The third iteration, however, is a diminished and beleaguered event that has struggled to shake off accusations of antisemitism. Tens of thousands, rather than millions, were expected to take part in the Women’s March on Saturday, with the controversial statements of organisers blamed for pushing down numbers.
Rallies were taking place in cities such as New York, Los Angeles and Atlanta, with the main event in Washington featuring a march from near the White House to the Trump International Hotel. An agenda published by march organisers called for action to address violence against women, racial injustice and immigrant rights.
But the marches were set to be a shadow of 2017, when about 500,000 people gathered in Washington and millions more across the country.
The march has stirred controversy due to links between some organisers and Louis Farrakhan, the Nation of Islam leader who has compared Jewish people to termites and called them “the mother and father of apartheid”.

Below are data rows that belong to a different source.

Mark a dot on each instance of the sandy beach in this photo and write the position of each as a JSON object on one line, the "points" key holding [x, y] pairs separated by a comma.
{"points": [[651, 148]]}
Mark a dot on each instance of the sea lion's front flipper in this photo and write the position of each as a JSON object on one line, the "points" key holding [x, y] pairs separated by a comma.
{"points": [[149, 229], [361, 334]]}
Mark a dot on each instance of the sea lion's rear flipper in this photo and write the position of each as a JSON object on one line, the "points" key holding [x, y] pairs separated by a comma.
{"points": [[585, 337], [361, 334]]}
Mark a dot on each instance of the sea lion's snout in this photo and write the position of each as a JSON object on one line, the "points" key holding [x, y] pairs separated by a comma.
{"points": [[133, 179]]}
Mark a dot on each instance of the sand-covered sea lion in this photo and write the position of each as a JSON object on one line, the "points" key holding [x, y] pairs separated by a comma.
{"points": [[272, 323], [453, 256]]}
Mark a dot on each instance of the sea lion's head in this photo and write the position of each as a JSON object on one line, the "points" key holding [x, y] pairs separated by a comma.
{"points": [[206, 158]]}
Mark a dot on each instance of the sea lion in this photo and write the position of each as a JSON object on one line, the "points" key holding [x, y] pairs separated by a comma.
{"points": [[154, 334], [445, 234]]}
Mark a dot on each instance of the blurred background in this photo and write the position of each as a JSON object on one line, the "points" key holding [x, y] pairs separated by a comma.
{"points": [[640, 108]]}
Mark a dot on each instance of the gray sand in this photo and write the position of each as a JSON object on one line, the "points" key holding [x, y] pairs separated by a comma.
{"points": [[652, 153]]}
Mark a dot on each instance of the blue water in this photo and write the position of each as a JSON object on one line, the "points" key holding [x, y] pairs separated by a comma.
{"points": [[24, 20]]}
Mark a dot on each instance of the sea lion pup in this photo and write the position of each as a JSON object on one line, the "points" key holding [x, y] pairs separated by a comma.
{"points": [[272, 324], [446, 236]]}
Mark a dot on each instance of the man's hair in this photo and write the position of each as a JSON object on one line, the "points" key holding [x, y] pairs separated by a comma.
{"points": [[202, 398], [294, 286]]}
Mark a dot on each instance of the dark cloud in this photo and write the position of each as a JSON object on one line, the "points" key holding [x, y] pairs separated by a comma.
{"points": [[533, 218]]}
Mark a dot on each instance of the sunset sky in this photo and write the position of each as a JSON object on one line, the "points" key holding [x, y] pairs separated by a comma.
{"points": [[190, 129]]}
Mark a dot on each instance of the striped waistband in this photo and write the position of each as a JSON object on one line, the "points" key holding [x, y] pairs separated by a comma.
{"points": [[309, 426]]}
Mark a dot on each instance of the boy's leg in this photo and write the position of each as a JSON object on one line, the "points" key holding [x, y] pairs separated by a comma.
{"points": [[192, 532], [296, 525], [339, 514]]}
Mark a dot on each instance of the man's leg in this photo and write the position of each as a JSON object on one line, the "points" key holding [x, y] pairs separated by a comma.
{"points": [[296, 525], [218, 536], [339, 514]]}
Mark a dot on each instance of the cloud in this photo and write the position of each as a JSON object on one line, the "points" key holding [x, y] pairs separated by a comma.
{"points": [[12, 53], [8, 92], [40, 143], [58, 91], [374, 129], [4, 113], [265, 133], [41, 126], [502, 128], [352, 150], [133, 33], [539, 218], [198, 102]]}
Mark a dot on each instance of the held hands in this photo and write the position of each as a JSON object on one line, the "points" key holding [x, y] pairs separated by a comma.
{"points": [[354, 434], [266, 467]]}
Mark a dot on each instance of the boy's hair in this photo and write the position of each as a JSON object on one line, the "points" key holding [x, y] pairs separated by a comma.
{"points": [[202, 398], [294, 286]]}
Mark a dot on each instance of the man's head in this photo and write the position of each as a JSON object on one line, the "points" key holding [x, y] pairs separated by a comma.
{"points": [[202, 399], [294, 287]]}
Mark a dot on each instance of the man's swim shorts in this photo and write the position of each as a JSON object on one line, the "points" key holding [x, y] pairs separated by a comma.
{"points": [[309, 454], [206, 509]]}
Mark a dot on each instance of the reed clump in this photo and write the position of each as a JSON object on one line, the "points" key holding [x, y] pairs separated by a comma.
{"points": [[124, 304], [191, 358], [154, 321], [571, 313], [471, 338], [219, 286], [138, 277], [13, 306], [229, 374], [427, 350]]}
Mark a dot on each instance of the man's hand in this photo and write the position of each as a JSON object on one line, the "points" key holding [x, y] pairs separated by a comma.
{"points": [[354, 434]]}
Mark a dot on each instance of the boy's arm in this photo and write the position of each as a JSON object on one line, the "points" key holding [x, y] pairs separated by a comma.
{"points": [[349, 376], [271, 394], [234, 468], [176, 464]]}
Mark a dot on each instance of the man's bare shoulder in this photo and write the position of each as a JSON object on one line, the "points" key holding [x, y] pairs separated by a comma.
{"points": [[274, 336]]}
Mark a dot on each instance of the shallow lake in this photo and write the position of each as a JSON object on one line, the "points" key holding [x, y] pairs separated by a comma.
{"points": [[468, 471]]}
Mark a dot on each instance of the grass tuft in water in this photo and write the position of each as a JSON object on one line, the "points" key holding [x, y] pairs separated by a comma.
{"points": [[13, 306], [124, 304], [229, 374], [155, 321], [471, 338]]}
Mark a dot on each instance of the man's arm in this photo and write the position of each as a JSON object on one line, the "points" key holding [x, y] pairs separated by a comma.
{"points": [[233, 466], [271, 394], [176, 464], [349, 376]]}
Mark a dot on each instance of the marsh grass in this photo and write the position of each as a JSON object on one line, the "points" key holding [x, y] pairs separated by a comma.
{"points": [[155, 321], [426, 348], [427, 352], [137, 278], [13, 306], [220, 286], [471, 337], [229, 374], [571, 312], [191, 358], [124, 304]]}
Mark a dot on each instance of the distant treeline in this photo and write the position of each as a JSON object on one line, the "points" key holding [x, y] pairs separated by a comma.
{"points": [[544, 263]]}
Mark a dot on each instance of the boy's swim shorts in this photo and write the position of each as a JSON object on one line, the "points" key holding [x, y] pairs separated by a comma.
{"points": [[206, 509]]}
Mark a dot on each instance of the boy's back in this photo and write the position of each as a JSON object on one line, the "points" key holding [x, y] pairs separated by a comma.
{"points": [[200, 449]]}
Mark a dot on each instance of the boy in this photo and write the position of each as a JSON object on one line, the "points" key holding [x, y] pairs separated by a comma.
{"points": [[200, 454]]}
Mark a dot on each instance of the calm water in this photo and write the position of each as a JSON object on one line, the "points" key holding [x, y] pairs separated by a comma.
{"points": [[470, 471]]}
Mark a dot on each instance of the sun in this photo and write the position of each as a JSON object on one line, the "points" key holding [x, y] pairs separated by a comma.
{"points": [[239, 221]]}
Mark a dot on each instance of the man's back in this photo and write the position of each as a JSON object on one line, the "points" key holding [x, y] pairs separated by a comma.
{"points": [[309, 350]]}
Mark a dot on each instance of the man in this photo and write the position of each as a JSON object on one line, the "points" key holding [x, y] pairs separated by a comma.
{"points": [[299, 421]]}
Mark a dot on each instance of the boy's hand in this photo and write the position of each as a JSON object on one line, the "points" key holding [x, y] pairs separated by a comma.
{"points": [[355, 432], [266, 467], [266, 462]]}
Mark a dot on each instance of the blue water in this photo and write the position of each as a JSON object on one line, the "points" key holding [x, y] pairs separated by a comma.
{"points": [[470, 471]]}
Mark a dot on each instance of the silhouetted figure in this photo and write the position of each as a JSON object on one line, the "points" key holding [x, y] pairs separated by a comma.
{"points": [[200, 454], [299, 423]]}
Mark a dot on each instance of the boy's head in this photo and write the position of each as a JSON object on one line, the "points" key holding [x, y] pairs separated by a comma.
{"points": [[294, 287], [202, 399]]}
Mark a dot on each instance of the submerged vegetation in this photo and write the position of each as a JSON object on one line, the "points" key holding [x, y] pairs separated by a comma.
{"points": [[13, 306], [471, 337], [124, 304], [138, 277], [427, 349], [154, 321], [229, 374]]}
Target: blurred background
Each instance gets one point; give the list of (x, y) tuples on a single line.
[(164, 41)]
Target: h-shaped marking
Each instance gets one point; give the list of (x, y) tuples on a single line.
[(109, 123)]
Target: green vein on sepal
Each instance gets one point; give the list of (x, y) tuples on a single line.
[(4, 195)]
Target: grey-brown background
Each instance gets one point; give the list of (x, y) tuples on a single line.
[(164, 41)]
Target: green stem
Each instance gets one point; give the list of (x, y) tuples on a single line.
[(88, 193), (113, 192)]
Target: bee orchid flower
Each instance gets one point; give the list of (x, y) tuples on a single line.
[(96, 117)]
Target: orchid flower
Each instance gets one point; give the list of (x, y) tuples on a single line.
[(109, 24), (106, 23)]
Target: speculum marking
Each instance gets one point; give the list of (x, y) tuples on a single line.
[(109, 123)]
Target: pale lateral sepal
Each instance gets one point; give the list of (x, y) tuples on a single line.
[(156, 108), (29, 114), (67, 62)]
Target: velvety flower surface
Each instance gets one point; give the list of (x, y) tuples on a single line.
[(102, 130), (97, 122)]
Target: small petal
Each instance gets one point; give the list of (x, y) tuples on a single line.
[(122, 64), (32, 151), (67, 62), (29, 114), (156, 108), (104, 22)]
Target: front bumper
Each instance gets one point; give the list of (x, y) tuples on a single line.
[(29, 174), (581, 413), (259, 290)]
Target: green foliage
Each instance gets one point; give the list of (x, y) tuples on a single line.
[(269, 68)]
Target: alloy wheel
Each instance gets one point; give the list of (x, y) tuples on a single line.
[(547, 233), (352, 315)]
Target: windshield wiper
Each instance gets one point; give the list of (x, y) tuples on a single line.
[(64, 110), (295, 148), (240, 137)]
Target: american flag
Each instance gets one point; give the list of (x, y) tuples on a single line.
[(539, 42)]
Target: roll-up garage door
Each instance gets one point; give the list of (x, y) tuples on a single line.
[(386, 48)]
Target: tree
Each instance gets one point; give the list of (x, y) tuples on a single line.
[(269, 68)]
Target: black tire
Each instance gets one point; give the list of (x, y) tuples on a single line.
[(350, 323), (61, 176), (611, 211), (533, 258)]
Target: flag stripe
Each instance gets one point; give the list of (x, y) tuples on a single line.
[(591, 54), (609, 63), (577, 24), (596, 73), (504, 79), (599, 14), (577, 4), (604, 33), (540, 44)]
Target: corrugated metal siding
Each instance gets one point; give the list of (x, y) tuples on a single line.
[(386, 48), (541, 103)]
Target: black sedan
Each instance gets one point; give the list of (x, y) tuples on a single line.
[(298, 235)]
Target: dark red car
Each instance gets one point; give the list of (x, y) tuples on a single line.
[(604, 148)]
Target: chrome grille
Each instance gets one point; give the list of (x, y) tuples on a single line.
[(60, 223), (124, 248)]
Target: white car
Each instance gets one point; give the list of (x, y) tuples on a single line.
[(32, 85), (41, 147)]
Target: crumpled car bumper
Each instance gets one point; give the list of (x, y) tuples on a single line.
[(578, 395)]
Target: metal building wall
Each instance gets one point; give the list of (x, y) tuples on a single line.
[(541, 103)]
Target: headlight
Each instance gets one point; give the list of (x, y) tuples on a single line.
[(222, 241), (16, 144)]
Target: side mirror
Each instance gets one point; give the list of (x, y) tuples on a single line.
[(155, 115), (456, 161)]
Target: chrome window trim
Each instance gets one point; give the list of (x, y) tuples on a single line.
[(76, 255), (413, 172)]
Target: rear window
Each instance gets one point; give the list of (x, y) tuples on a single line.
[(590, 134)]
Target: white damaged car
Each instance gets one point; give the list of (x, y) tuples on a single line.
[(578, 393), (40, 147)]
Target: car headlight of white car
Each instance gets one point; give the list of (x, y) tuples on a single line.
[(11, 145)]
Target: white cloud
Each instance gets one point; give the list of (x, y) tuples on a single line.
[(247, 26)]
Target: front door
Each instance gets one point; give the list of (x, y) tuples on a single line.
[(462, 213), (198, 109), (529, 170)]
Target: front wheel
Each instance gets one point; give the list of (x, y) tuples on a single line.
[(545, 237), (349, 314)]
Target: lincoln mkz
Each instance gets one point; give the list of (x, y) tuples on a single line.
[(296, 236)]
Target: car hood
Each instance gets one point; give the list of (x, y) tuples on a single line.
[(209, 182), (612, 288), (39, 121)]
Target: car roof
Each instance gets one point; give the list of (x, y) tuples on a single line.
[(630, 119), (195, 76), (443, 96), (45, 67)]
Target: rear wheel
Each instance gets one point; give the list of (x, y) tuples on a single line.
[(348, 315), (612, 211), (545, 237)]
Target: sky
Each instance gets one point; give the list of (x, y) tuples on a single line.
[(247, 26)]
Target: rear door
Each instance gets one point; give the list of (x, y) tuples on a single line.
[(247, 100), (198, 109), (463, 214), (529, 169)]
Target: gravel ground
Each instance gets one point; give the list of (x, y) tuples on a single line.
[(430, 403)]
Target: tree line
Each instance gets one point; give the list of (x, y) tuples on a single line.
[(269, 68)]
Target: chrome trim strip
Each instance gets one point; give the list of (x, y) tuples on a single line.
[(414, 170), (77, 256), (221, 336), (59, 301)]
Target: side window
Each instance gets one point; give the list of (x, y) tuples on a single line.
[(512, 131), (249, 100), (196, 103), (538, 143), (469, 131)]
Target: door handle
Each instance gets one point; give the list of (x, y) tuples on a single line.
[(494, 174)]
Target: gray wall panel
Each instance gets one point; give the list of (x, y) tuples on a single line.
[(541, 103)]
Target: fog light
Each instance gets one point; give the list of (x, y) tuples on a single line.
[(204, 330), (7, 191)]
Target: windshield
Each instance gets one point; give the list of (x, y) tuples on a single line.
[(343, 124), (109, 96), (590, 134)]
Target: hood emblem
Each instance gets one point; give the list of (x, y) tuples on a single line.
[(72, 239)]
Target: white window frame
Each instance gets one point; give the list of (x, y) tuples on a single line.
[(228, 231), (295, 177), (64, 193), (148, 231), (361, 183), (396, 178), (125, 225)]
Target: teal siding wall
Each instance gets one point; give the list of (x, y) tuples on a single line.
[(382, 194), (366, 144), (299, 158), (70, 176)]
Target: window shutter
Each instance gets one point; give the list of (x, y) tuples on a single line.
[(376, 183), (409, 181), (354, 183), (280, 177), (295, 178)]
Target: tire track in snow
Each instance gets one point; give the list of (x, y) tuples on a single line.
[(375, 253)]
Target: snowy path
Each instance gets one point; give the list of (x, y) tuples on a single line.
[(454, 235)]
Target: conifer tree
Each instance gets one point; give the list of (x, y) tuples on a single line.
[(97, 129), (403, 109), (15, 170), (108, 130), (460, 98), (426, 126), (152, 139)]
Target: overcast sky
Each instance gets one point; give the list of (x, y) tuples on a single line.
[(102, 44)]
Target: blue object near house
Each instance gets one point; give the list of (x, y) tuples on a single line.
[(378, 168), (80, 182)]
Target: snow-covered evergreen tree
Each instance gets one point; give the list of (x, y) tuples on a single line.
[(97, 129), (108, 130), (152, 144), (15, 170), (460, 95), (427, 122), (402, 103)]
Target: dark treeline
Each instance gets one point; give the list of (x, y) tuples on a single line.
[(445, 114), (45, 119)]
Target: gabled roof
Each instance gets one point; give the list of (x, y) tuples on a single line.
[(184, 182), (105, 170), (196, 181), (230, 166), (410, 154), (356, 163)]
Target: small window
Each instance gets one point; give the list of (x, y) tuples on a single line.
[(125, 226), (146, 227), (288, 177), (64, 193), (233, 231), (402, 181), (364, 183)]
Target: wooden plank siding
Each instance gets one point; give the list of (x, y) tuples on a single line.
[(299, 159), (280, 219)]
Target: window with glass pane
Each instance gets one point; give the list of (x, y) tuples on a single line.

Tamika Mallory, a Women’s March co-chair, was criticized after she posted a photo on Instagram of herself and Farrakhan, calling him “the GOAT” which stands for “greatest of all time”. Mallory has since said she does not agree with all of Farrakhan’s statements but refused to condemn him.
“I didn’t call him the greatest of all time because of his rhetoric,” Mallory told ABC’s The View. “I called him the greatest of all time because of what he’s done in black communities.”
Critics point to what they see as a pattern of discriminatory behaviour. In December, Vanessa Wruble, an original Women’s March organiser, claimed Mallory and Carmen Perez, a co-president, made antisemitic comments in a meeting. Wruble told the New York Times Mallory and Perez said there was a “dark side” to Jewish history and that Jews were primary instigators of the oppression of African Americans.
Teresa Shook, who founded the march, has called for the co-chairs to resign because they have “allowed antisemitism, anti-LBGTQIA sentiment and hateful, racist rhetoric to become a part of the platform by their refusal to separate themselves from groups that espouse these racist, hateful beliefs”.
The controversy has seen prominent supporters peel away, threatening to blunt what was intended to be a forceful rebuke of Trump. The president is presiding over a government shutdown that is now the longest in history while under increasing pressure from Robert Mueller’s investigation into Russian election interference.
Debbie Wasserman Schultz, a Democrat representative in Congress, wrote in scathing terms about the Women’s March in a USA Today op-ed on Friday.
“While I still firmly believe in its values and mission, I cannot associate with the national march’s leaders and principles, which refuse to completely repudiate antisemitism and all forms of bigotry,” Wasserman Schultz wrote.
“I cannot walk shoulder to shoulder with leaders who lock arms with outspoken peddlers of hate.”
The Democratic National Committee has withdrawn its sponsorship of the marches, with many expected 2020 presidential contenders not taking part. An exception is Senator Kirsten Gillibrand, a New York Democrat, who spoke at the 2017 event and will attend a march in Iowa.
Rival events are being held in New York and Philadelphia, due to rifts within the movement, with organizers deciding not to hold a march at all in Chicago. Plans to march in Eureka, California, were reported cancelled after supporters decided the protest would be “overwhelmingly white”. On Saturday a spokeswoman for the march told the Guardian by email it had been reinstated by new leadership and would begin at noon.
A major march was expected in Los Angeles, with celebrities including the actor Jane Fonda set to attend. Elsewhere, the actors America Ferrera and Maggie Gyllenhaal, and bestselling author Asha Badele, were continuing to show their support.
Organizers accept this year’s march will be much smaller than 2017 – about 300 buses were arranged to bring protesters to Washington, compared with 3,000 – but are attempting to brush aside the antisemitic controversy.
Bob Bland, another co-chair, said the march “unequivocally condemns antisemitism” and sought to keep the focus on the event’s broader message.
“These are the leaders we’ve been waiting for,” she said of women inspired by the movement to get into politics.
“We always wanted to see these women become the face of our leadership and the face of the nation, and I think that’s what we saw in the midterm elections, where we saw a historical outpouring of thousands of women running for office.”